I just came across an article I just read that I thought was interesting, and thought certain readers might enjoy. Although the article has nothing directly to do with investing, I think there are some takeaways for those of us in the investment world. Certainly the article has relevance to anyone whose chosen endeavor requires the occasional deep thinking.

The article is called “Why Walking Helps Us Think”. The article—as you probably guessed from the self-explanatory title—describes the benefit of going for a walk. I’m not sure about all of the studies that it references, but I can say for sure that it is an activity that I believe helps my investment process.

Walking and Productive Thinking

I enjoyed reading the article because I walk just about every day, sometimes for a couple hours at a time. This activity is something that I’ve begun doing more in recent years. My personal exercise routine has evolved since my days as a competitive runner. I still run occasionally, but I find it’s more enjoyable, and—at a more relevant level to this discussion—easier to get what I would call “quality thinking” accomplished. So I do occasionally exercise vigorously, but I think of walking more as an investing activity than I do an exercise activity.

After hours of reading annual reports, making calculations, and spending time thinking in my office, I sometimes find that walking helps me crystallize the work and the thinking that I put in earlier.

Basically, I’ve always felt that investing is a discipline that is most successfully implemented in a quiet environment that promotes thoughts, ruminations, and observations much more than it promotes hustle and activity. I’m a big fan of hard work, and a big fan of those that hustle. But investment is a field where one must diligently work, think, and act, and must resolve oneself that results come later—often years after—that groundwork has been laid.

Buffett, Munger, and Archimedes

Investment results—the fruits of one’s labor—cannot always be pinpointed to a specific episode of work. In other words, a successful investment cannot be credited to one specific activity that you completed earlier. I think it’s much easier for most people to say: “If I do X, then I’ll get Y as a result”. To succeed as an investor takes lots of hard work, yes… but it also takes equal parts patience, discipline, and more specifically, the willingness to work hard now with the expectation that eventually you’ll reap a reward down the road—sometimes years down the road.

Buffett and Munger talk about this frequently. Buffett read the annual report for IBM for 50 years until one day while sitting (and thinking) in his office, he gained an insight on IBM that he hadn’t had previously—and this insight subsequently led to an $11 billion investment by Berkshire in IBM stock. Buffett also said that he came up with the idea to invest in Bank of America using the preferred stock and warrants while sitting in his bathtub.

(Interesting side note: Archimedes didn’t figure out which Greek banks were undervalued while in the tub, but it was the bathtub where he first realized that the volume of his body that was submerged underwater while getting into the bathtub displaced exactly the same volume of water.)

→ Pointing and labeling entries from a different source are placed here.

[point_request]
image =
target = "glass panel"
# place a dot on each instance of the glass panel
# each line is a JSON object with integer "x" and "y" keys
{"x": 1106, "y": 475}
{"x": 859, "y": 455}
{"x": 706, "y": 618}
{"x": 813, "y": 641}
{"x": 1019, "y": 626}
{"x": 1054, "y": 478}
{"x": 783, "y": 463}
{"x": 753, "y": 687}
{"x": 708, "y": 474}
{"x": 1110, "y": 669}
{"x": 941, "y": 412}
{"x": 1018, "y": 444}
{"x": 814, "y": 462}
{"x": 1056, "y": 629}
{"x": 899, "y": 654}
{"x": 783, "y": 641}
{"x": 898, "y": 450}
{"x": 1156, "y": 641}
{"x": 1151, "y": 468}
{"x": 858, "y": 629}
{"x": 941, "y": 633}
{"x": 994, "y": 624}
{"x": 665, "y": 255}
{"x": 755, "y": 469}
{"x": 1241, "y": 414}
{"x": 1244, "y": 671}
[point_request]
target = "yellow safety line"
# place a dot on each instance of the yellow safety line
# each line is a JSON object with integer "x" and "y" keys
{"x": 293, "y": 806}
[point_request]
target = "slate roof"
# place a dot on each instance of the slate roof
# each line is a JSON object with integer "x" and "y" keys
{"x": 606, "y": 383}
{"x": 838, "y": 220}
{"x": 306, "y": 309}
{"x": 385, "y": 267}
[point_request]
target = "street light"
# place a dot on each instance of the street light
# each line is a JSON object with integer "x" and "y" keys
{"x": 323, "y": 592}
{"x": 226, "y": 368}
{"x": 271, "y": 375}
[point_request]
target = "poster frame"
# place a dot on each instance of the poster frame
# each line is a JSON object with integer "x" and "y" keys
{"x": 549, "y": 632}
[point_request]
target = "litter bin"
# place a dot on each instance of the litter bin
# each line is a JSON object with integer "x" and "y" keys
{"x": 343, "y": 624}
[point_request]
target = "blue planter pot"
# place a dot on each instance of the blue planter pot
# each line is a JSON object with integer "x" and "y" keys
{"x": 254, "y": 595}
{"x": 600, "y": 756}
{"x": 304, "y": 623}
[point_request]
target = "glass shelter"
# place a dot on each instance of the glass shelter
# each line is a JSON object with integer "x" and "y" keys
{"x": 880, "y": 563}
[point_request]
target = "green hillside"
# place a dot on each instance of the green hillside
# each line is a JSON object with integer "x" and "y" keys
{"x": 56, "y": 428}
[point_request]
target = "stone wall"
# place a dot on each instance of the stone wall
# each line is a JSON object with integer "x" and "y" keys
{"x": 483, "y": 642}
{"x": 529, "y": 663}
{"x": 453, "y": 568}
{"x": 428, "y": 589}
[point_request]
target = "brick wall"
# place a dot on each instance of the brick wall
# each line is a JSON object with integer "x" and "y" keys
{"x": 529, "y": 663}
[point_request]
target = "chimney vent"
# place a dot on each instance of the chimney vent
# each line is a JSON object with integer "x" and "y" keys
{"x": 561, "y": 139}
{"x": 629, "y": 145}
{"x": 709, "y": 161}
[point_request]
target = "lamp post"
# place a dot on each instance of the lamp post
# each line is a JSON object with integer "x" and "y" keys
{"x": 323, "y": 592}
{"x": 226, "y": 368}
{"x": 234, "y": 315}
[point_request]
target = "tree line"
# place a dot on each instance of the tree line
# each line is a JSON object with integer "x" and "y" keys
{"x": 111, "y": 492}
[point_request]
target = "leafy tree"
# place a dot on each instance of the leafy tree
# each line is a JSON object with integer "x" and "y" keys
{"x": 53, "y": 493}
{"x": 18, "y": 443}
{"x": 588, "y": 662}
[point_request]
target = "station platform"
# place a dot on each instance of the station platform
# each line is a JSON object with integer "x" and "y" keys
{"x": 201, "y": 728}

Back to Buffett… Again, Buffett read annual reports for Bank of America and its predecessors for 50 years before finally being able to reap what he sowed all those decades. The work has to get done without a tangible handle on where the reward eventually comes from. And the foundation of that work is often solidified by spending significant amounts of time thinking.

Although I’m not sure if Buffett, Munger, or Archimedes ever spent significant time walking, I think they spent significant time just sitting quietly and thinking—either in the bathtub or elsewhere.

The Importance of Quiet Thinking

Thinking in a quiet atmosphere is virtually unheard of in this day and age. The problem that we have as investors is that this type of behavior is not the typical behavior that’s required for success in virtually every other field. In most fields, urgency, hustle, and activity is often rewarded—and usually rewarded very quickly. Not so in investing. Hard work is absolutely necessary, make no mistake. But you have to be willing to work hard and also accept that the specific result of that work will come at an unknown time and in an unexpected form. That can be too difficult for most people to handle, and I suspect it’s why so many perform poorly in an activity that at its core, is quite simple.

As I’ve said before, I think there are numerous advantages for individuals and smaller investment managers to do very well—much better than the average—if they capitalize on the structural advantages that they have over the larger funds and the majority of the other stock market participants.

Of course, there are the principles of value investing that matter most. And there are certain other requirements such as hard work, skill, and to a much lesser extent, a certain intelligence level—but I think that just as important as hard work (and more important than intelligence) is the ability to do two things: 1) maintain a long term time horizon along with maintaining the discipline and patience required for long term success, and 2) have the ability to slow things down… to spend time thinking.

Have a great weekend. Hopefully you can find time for a walk.